Since its launch, the festival has tried to promote better ties between India and Pakistan by screening Indian films and inviting Indian artists such as actor Ajay Devgan and director Mahesh Bhatt, who both attended the last festival in 2006.
But politics has cast a pall over the KaraFilm festival with tension between nuclear-armed India and Pakistan following the militant attack on Mumbai in November in which 179 people were killed.
"The rising tensions with our neighbor India after the brutal terrorist attacks in Mumbai have also negatively impacted the relationships we had so carefully cultivated over the last six years," said the festival director, Hasan Zaidi.
Zaidi said most of the Indian artists were heeding an Indian travel advisory to avoid Pakistan.
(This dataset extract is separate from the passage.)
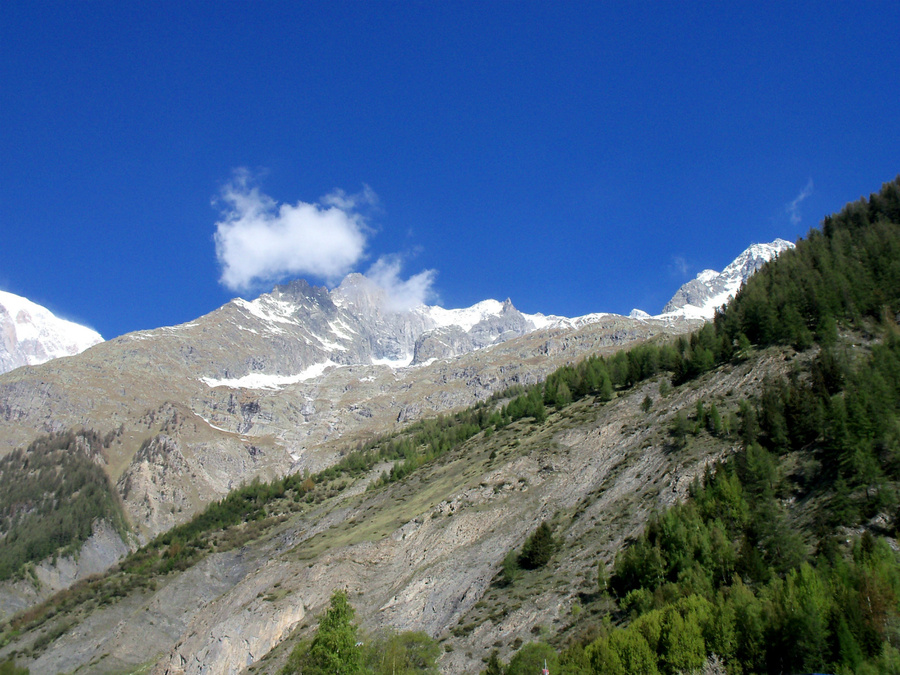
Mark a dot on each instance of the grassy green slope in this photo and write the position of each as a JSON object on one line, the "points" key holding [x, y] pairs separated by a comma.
{"points": [[794, 388]]}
Those who still wanted to come couldn't get visas, he said.
However, Zaidi said the festival would go on despite the problems, with more than 230 films from about 44 countries due to be screened in Karachi up to February 15.
"We are certainly not about to give up," Zaidi told a news conference.
"In a country where creativity and film is once again under attack from forces of extremism, and precious few institutions of art and culture exist, it is particularly galling to stand by and see all of one's efforts to establish just such a credible institution endangered."
The festival was launched in 2001 and was held annually until 2007, when it was postponed to early 2008 after a suicide bomb attack on former prime minister Benazir Bhutto's homecoming procession in Karachi killed about 140 people.
It was canceled after Bhutto's assassination in December 2007 sparked violence in Karachi and other parts of the south.
Among the films to be screened are 120 short films, more than 60 documentaries and about 50 feature films.
Films ranging from Australia to Iran and Venezuela will be shown as well as many from India including a documentary called "7 Islands and a Metro" which organizers say is a tale of Mumbai "through a tapestry of fiction, cinema verite, art objects ... sound installations and literary texts."